China is facing mounting international pressure and isolation unless Beijing cooperates with efforts to uncover the origin of the COVID-19 pandemic, the White House said Monday.
“We’re going to work together to exercise the necessary pressure on China to be a participant and to provide transparent data and access in this case,” White House press secretary Jen Psaki told reporters.
Ms. Psaki said the U.S. government has concerns about China‘s refusal to cooperate with an ongoing probe into the virus origin. “The lack of transparency is certainly one of them,” she said, adding that “the global community has taken notice” of the stonewalling.
Jake Sullivan, White House national security adviser, said Sunday China will be isolated by the international community unless the government cooperates with the virus origin probe.
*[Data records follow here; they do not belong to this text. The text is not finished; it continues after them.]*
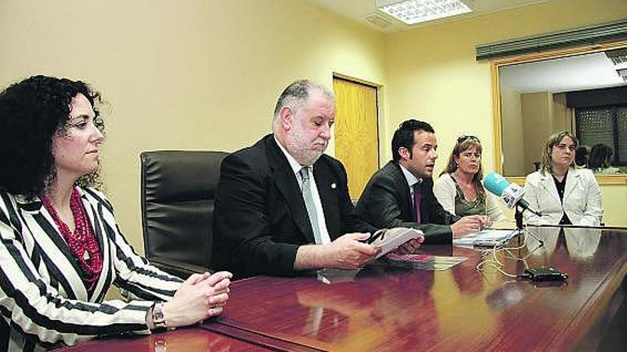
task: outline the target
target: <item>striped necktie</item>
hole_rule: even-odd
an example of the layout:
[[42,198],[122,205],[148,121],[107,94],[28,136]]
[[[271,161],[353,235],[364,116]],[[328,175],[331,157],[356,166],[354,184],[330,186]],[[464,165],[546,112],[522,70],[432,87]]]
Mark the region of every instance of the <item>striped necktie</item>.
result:
[[314,238],[316,240],[316,245],[321,245],[322,237],[320,235],[318,212],[316,211],[314,196],[311,195],[311,183],[309,182],[309,167],[303,166],[299,174],[303,180],[303,198],[305,200],[305,206],[307,207],[307,215],[309,215],[309,223],[311,223],[311,229],[314,230]]

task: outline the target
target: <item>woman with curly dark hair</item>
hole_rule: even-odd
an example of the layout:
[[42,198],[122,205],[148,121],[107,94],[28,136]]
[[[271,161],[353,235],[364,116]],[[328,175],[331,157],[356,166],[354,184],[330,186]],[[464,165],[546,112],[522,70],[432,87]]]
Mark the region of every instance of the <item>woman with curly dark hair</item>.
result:
[[[95,187],[104,124],[84,82],[42,75],[0,93],[0,351],[195,324],[231,274],[185,282],[135,254]],[[112,284],[140,297],[104,301]]]

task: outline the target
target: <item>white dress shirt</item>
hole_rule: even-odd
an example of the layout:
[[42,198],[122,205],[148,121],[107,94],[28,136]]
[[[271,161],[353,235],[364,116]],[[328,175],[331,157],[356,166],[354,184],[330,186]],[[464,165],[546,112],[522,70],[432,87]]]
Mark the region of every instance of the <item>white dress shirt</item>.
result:
[[[299,181],[299,186],[302,191],[303,180],[301,178],[300,172],[301,169],[304,166],[296,161],[296,159],[295,159],[294,156],[287,151],[281,142],[276,139],[276,137],[274,137],[274,140],[276,142],[276,144],[279,145],[279,148],[283,151],[285,157],[287,158],[287,161],[289,163],[289,166],[291,167],[292,171],[294,173],[294,177],[296,177],[296,180]],[[314,206],[316,207],[316,213],[318,215],[318,228],[320,229],[320,237],[322,240],[322,244],[326,245],[331,243],[331,238],[328,236],[328,230],[326,229],[326,221],[324,220],[324,211],[322,210],[322,202],[320,201],[320,194],[318,193],[318,186],[316,185],[316,177],[314,176],[314,166],[311,166],[307,167],[309,169],[309,187],[311,188],[310,191],[311,191],[311,197],[314,198]],[[304,198],[303,200],[304,201]]]
[[398,166],[400,166],[400,171],[403,171],[403,174],[405,176],[405,179],[407,180],[407,184],[409,186],[410,199],[412,201],[412,208],[415,209],[415,204],[414,204],[414,185],[416,183],[422,183],[423,178],[418,178],[415,176],[413,174],[405,169],[400,163],[398,163]]

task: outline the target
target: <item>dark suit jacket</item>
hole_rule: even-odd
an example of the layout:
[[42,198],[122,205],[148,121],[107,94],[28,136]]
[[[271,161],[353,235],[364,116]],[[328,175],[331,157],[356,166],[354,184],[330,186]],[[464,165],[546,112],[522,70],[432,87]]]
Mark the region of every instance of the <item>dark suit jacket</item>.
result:
[[[227,156],[220,172],[214,266],[242,276],[295,274],[299,246],[315,240],[298,181],[274,136]],[[323,154],[314,176],[331,240],[376,230],[357,216],[340,161]]]
[[450,225],[460,219],[444,210],[433,194],[433,180],[420,183],[420,223],[416,223],[411,193],[400,166],[390,161],[368,182],[357,204],[363,219],[378,228],[414,228],[425,233],[425,243],[450,243]]

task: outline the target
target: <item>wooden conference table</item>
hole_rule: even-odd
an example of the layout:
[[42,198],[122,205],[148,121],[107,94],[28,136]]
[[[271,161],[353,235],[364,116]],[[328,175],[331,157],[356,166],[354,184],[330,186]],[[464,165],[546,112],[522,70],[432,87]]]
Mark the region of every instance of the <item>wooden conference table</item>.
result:
[[627,230],[530,228],[544,245],[513,240],[509,247],[519,249],[496,254],[502,270],[553,266],[568,273],[563,284],[534,284],[492,267],[482,274],[480,252],[425,245],[425,252],[469,259],[444,271],[371,265],[352,281],[249,278],[232,284],[224,314],[200,328],[65,350],[163,351],[155,348],[161,338],[169,351],[594,351],[622,311]]

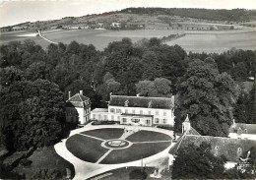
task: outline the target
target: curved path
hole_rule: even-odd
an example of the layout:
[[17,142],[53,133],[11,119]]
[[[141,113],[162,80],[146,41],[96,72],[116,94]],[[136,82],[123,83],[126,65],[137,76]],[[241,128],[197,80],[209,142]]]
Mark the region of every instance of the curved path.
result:
[[[104,140],[101,137],[96,137],[90,134],[86,134],[86,132],[89,132],[90,130],[99,130],[99,129],[106,129],[106,128],[117,128],[117,129],[124,129],[124,128],[129,128],[129,130],[132,130],[133,132],[138,132],[138,130],[143,130],[143,131],[151,131],[152,133],[154,132],[159,132],[161,134],[165,134],[169,137],[169,140],[164,140],[164,141],[133,141],[132,142],[132,146],[137,146],[137,145],[144,145],[144,144],[162,144],[162,143],[168,143],[168,145],[164,148],[162,148],[160,151],[157,151],[156,153],[153,154],[148,154],[148,155],[144,155],[143,159],[141,158],[133,158],[133,161],[129,161],[127,159],[121,160],[119,162],[115,162],[114,160],[116,159],[116,155],[118,157],[117,152],[119,151],[119,155],[120,154],[124,154],[124,152],[127,152],[127,150],[129,150],[129,146],[124,145],[123,141],[127,141],[130,142],[131,141],[131,135],[133,134],[131,131],[124,133],[121,135],[121,137],[119,137],[118,139],[113,139],[113,140]],[[136,136],[136,133],[133,134],[134,136]],[[168,150],[171,147],[170,145],[170,140],[172,137],[172,132],[171,131],[167,131],[167,130],[162,130],[162,129],[158,129],[158,128],[152,128],[152,127],[138,127],[138,126],[123,126],[123,125],[111,125],[111,126],[107,126],[107,125],[99,125],[99,126],[92,126],[91,124],[85,126],[84,128],[80,128],[77,130],[74,130],[71,132],[70,134],[70,138],[63,140],[61,143],[58,143],[54,146],[56,152],[62,156],[63,158],[65,158],[66,160],[70,161],[71,163],[74,164],[75,167],[75,171],[76,171],[76,175],[74,177],[74,179],[87,179],[93,176],[96,176],[97,174],[112,170],[112,169],[116,169],[116,168],[120,168],[120,167],[126,167],[126,166],[156,166],[156,164],[160,164],[160,161],[162,161],[162,159],[165,159],[168,156]],[[69,139],[71,139],[73,136],[79,136],[82,138],[91,138],[91,139],[95,139],[96,141],[100,141],[101,144],[106,145],[106,143],[110,142],[110,145],[113,146],[118,146],[120,143],[121,146],[127,146],[125,147],[124,150],[115,150],[115,147],[113,147],[113,149],[110,147],[108,149],[105,149],[105,151],[103,151],[102,154],[99,155],[99,158],[96,158],[94,159],[94,162],[90,162],[90,161],[86,161],[85,159],[82,160],[81,158],[77,157],[78,155],[74,154],[67,149],[67,142],[70,141]],[[136,140],[136,137],[135,137]],[[129,144],[129,143],[128,143]],[[138,150],[138,149],[134,149]],[[115,151],[114,151],[115,150]],[[123,150],[123,151],[122,151]],[[114,156],[115,158],[110,158],[111,157],[111,152],[114,151]],[[97,152],[96,152],[97,154]],[[120,157],[120,156],[119,156]],[[118,158],[119,158],[118,157]],[[107,163],[104,163],[105,160],[108,161]],[[110,163],[109,163],[110,162]]]

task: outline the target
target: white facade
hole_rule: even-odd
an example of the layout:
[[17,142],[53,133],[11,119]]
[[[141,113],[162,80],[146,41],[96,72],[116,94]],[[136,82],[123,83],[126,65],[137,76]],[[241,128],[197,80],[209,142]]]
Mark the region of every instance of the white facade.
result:
[[117,121],[128,125],[174,125],[172,109],[129,107],[108,105],[107,109],[96,109],[91,113],[92,120]]
[[66,101],[66,121],[69,123],[85,124],[90,120],[91,102],[90,98],[83,95],[83,90]]

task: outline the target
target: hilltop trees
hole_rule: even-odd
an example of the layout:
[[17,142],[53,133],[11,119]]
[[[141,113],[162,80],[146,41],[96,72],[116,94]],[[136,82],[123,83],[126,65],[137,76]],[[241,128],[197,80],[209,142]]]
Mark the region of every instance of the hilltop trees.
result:
[[220,74],[212,63],[192,60],[178,90],[175,131],[180,130],[189,114],[192,126],[200,134],[227,136],[237,95],[229,75]]
[[46,80],[20,81],[1,90],[1,122],[9,150],[54,144],[64,123],[63,93]]

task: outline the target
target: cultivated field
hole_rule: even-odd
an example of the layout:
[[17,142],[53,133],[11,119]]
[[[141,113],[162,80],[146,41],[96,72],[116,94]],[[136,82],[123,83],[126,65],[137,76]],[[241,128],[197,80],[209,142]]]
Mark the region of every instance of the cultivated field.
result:
[[[7,32],[0,35],[0,44],[12,40],[32,38],[35,43],[46,48],[49,42],[35,35],[35,31]],[[169,34],[186,33],[185,36],[166,42],[169,45],[181,45],[186,51],[223,52],[231,47],[256,50],[256,30],[57,30],[42,31],[42,35],[55,42],[69,43],[76,40],[80,43],[94,44],[103,50],[114,40],[129,37],[133,42],[142,38],[162,37]]]

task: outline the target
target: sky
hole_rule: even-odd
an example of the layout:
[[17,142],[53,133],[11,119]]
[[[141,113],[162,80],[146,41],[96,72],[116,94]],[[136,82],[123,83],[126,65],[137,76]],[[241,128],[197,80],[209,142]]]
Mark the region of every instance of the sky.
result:
[[0,27],[130,7],[256,9],[256,0],[0,0]]

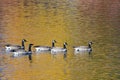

Leaders of the Group of Seven leading industrial nations endorsed last week called on China to permit an investigation on its territory into how the pandemic began.
Mr. Sullivan said Beijing’s leaders faced “a stark choice: Either they will allow, in a responsible way, investigators in to do the real work of figuring out where this came from, or they will face isolation in the international community.”
The Biden administration is working with allies and partners “to continue pressing on every front until we get to the bottom of how this virus came into the world and who has accountability for that,” Mr. Sullivan said.
A joint Chinese government-World Health Organization probe into the virus origin earlier this year was unable to determine the cause of the disease outbreak. However, the joint investigation recommended no further inquiry into the theory that the virus escaped from a Wuhan research laboratory, a conclusion that was challenged by the WHO director-general who called for further inquiry.
The WHO is now engaged in a phase 2 investigation of the virus origin, but the Chinese government announced that it would not take part in any further investigation on Chinese soil.
President Biden recently ordered U.S. intelligence agencies to conduct a three-month inquiry into the virus origin after spy agencies were divided in their views over whether the virus began naturally or perhaps through a leak from a major virus laboratory located in Wuhan, near the emergence of the pandemic.
China‘s government allowed WHO investigators to visit the Wuhan Institute of Virology for three hours earlier this year. But so far Beijing has not provided details of potentially dangerous “gain-of-function” research on bat coronaviruses that was done at the laboratory.
Chinese officials have denied the virus leaked from the laboratory.
However, a second theory that the virus emerged naturally from a so-called zoonotic transfer from a bat to an intermediate animal host and then to humans also has not been confirmed.
According to the WHO, Chinese authorities surveyed more than 80,000 animals in China and found no evidence of the coronavirus behind the pandemic, known as SARS-Cov-2 in any animals.
Sen. Tom Cotton, an early proponent of the lab-leak theory of the virus origin, said on Monday Chinese President Xi Jinping is not likely to respond to U.S.-led pressure.
“I don’t think Xi Jinping is quaking in his boots that Joe Biden’s not going to invite him to coffee at the next [Group of 20 summit], Mr. Cotton told Fox News Channel.
“First off, China is not going to cooperate. They’re not going to open those labs and let American scientists and researchers go in,” Mr. Cotton said.
The Arkansas Republican said there is more than enough evidence now to hold China accountable for the pandemic.
“From the very beginning, I noted that this virus very well could have originated in those labs,” he said. “It didn’t come from a remote mountain village next to a cave full of bats. It came from a city larger than New York just a few blocks down the street from the lab where they research these viruses. A lab that’s run by a woman literally nicknamed the ‘Bat Lady,’” he said.
Mr. Cotton said the administration should be imposing costs on China, such as ending most-favored-nation trade status, and blocking entry visas to Chinese Communist Party officials and their relatives.
“We can do a lot to hold China accountable and we’re not doing nearly enough,” he said.